Textiles, by their very nature, tend to be delicate objects, so that--when exposed to light and repeated washings, as well as general wear and tear--only a fraction survive for any extended length of time. Only through careful and loving preservation, do we have these fragile artifacts to view and study.
So it is with great excitement that the International Quilt Study Center & Museum, in Lincoln, NE, is featuring--for the first time ever--an exhibit of the white corded work known around the world as Broderie de Marseille. The exhibit runs from November 13, 2010 through May 8, 2011, and will include all manner of this unique whitework, including bedcoverings, wedding quilts, petticoats, corsets, and caps from the fashion conscious of the 17th century.
The signature three-dimensional effect of these coveted textiles was achieved by only the most skilled needleworkers. A pattern was marked on the top fabric, generally a finely woven cotton or linen. A more loosely woven fabric was placed behind, and then the two fabrics were stretched in a frame.The needleworker followed the pre-marked design with small running stitches to form narrow channels and openings. Once the entire design was stitched, the frame was turned over for next step in the process.
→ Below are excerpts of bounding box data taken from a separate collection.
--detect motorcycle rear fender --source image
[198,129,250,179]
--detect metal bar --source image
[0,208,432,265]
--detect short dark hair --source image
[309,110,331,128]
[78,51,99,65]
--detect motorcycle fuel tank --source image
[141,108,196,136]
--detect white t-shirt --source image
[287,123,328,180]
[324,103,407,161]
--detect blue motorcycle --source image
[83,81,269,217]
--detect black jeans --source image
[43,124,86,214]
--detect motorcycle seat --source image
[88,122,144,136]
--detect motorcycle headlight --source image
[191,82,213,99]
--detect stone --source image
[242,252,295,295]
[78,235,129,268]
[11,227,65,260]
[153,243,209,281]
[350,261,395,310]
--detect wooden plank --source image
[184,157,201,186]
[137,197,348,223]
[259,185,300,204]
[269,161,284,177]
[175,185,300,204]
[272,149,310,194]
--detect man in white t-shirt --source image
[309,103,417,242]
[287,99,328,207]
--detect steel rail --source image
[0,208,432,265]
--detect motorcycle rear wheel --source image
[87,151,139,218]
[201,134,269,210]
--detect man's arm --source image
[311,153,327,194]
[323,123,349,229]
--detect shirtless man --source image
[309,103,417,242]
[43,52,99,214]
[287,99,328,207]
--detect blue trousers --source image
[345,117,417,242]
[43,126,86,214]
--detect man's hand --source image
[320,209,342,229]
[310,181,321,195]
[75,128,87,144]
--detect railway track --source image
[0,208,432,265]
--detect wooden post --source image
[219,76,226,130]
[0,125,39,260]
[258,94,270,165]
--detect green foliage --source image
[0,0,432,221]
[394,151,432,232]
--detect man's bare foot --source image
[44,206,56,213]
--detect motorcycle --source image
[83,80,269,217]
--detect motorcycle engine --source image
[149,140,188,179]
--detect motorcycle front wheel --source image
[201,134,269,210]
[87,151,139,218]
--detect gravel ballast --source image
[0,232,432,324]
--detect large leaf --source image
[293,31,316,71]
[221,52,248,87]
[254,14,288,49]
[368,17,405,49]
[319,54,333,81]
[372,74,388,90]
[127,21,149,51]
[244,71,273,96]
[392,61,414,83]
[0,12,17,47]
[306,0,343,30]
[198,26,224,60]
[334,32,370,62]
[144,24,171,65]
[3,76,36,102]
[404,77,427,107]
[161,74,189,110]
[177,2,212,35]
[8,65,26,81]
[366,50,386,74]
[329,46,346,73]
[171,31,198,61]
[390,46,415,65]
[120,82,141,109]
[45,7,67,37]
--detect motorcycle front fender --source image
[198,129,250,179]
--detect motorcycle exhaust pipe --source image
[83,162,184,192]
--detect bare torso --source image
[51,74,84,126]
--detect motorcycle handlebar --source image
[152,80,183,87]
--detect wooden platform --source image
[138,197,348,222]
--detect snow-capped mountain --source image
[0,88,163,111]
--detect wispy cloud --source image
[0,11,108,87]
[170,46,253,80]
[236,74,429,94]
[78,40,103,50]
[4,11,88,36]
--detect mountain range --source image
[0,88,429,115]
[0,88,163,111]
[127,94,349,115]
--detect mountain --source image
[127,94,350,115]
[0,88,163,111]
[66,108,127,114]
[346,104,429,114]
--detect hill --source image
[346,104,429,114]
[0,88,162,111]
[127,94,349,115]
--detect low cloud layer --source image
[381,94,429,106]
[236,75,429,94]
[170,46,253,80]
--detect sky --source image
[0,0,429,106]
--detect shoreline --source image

Once the piece was turned, the weave of the more loosely woven backing fabric would be manuevered to create holes for the insertion of a fine cotton cording. The cording would be pulled through the various channels, or pushed into the small openings to produce an elaborate, three-dimensional, raised effect. Folk legends, flowers, monograms, or sentimental messages were often the themes of these wildly popular textiles; however, due to the very nature of the work involved, only those with status and income could afford such a luxury item.